Keras-tensorflow implementation of Fully Convolutional Networks for Semantic Segmentation(Unfinished)

Overview

Keras-FCN

Fully convolutional networks and semantic segmentation with Keras.

Biker Image

Biker Ground Truth

Biker as classified by AtrousFCN_Resnet50_16s

Models

Models are found in models.py, and include ResNet and DenseNet based models. AtrousFCN_Resnet50_16s is the current best performer, with pixel mean Intersection over Union mIoU 0.661076, and pixel accuracy around 0.9 on the augmented Pascal VOC2012 dataset detailed below.

Install

Useful setup scripts for Ubuntu 14.04 and 16.04 can be found in the robotics_setup repository. First use that to install CUDA, TensorFlow,

mkdir -p ~/src

cd ~/src
# install dependencies
pip install pillow keras sacred

# fork of keras-contrib necessary for DenseNet based models
git clone [email protected]:ahundt/keras-contrib.git -b densenet-atrous
cd keras-contrib
sudo python setup.py install


# Install python coco tools
cd ~/src
git clone https://github.com/pdollar/coco.git
cd coco
sudo python setup.py install

cd ~/src
git clone https://github.com/aurora95/Keras-FCN.git

Datasets

Datasets can be downloaded and configured in an automated fashion via the ahundt-keras branch on a fork of the tf_image_segmentation repository.

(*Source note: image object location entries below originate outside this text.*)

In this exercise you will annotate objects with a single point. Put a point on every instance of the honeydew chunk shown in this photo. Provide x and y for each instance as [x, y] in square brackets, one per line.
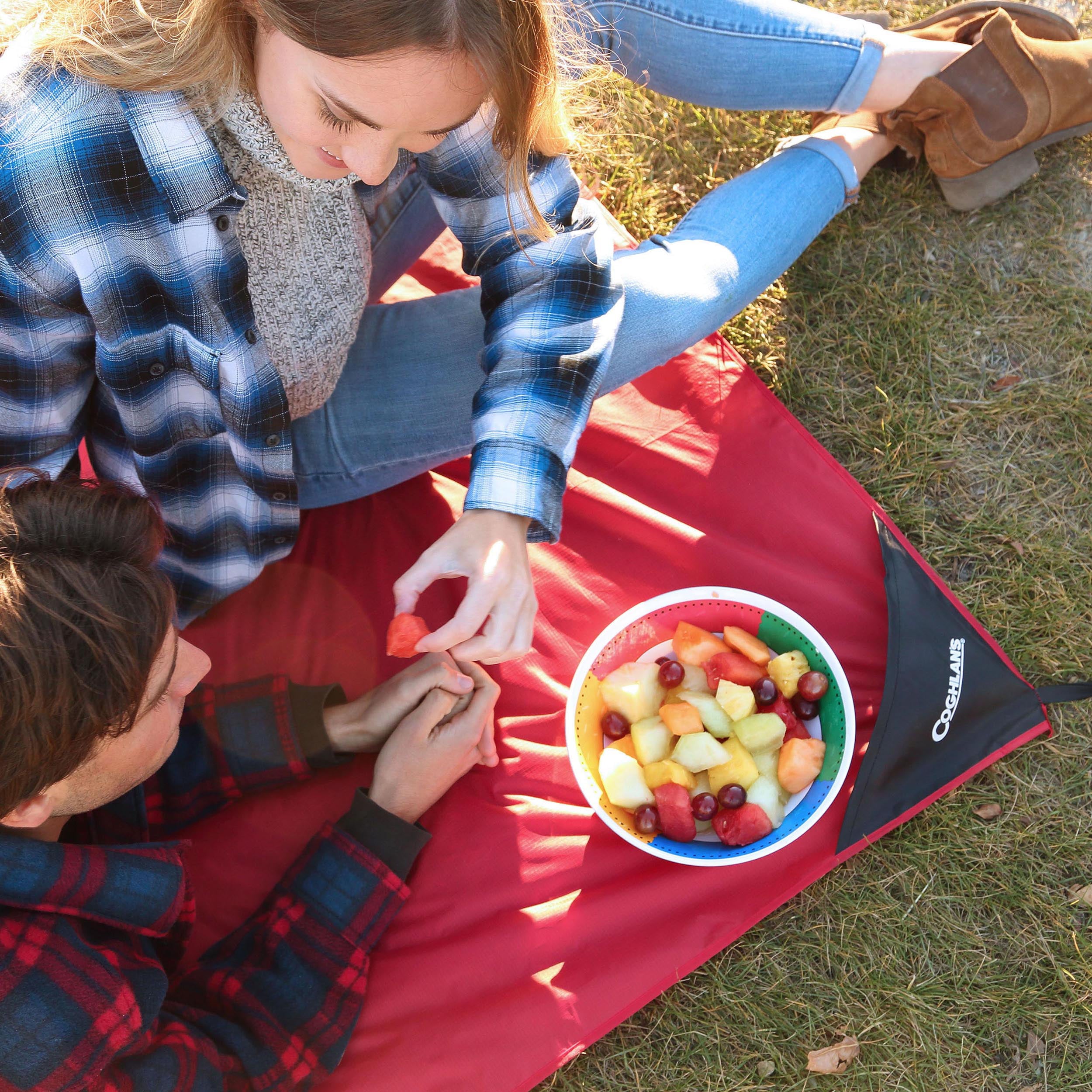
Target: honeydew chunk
[766, 793]
[715, 718]
[635, 691]
[787, 671]
[740, 770]
[761, 732]
[737, 702]
[623, 780]
[652, 741]
[662, 774]
[699, 752]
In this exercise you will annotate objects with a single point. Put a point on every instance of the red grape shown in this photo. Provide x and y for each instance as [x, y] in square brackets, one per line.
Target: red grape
[647, 819]
[804, 709]
[766, 691]
[671, 673]
[614, 726]
[813, 685]
[704, 806]
[732, 796]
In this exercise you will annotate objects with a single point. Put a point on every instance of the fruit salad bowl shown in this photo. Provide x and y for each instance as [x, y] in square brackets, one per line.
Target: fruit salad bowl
[629, 772]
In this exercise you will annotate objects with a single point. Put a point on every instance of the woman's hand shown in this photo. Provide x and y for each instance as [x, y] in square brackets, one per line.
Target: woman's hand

For simplicity, the instructions below assume all repositories are in ~/src/, and datasets are downloaded to ~/.keras/ by default.

cd ~/src
git clone [email protected]:ahundt/tf-image-segmentation.git -b Keras-FCN

Pascal VOC + Berkeley Data Augmentation

Pascal VOC 2012 augmented with Berkeley Semantic Contours is the primary dataset used for training Keras-FCN. Note that the default configuration maximizes the size of the dataset, and will not in a form that can be submitted to the pascal VOC2012 segmentation results leader board, details are below.

# Automated Pascal VOC Setup (recommended)
export PYTHONPATH=$PYTHONPATH:~/src/tf-image-segmentation
cd path/to/tf-image-segmentation/tf_image_segmentation/recipes/pascal_voc/
python data_pascal_voc.py pascal_voc_setup

This downloads and configures image/annotation filenames pairs train/val splits from combined Pascal VOC with train and validation split respectively that has image full filename/ annotation full filename pairs in each of the that were derived from PASCAL and PASCAL Berkeley Augmented dataset.

The datasets can be downloaded manually as follows:

# Manual Pascal VOC Download (not required)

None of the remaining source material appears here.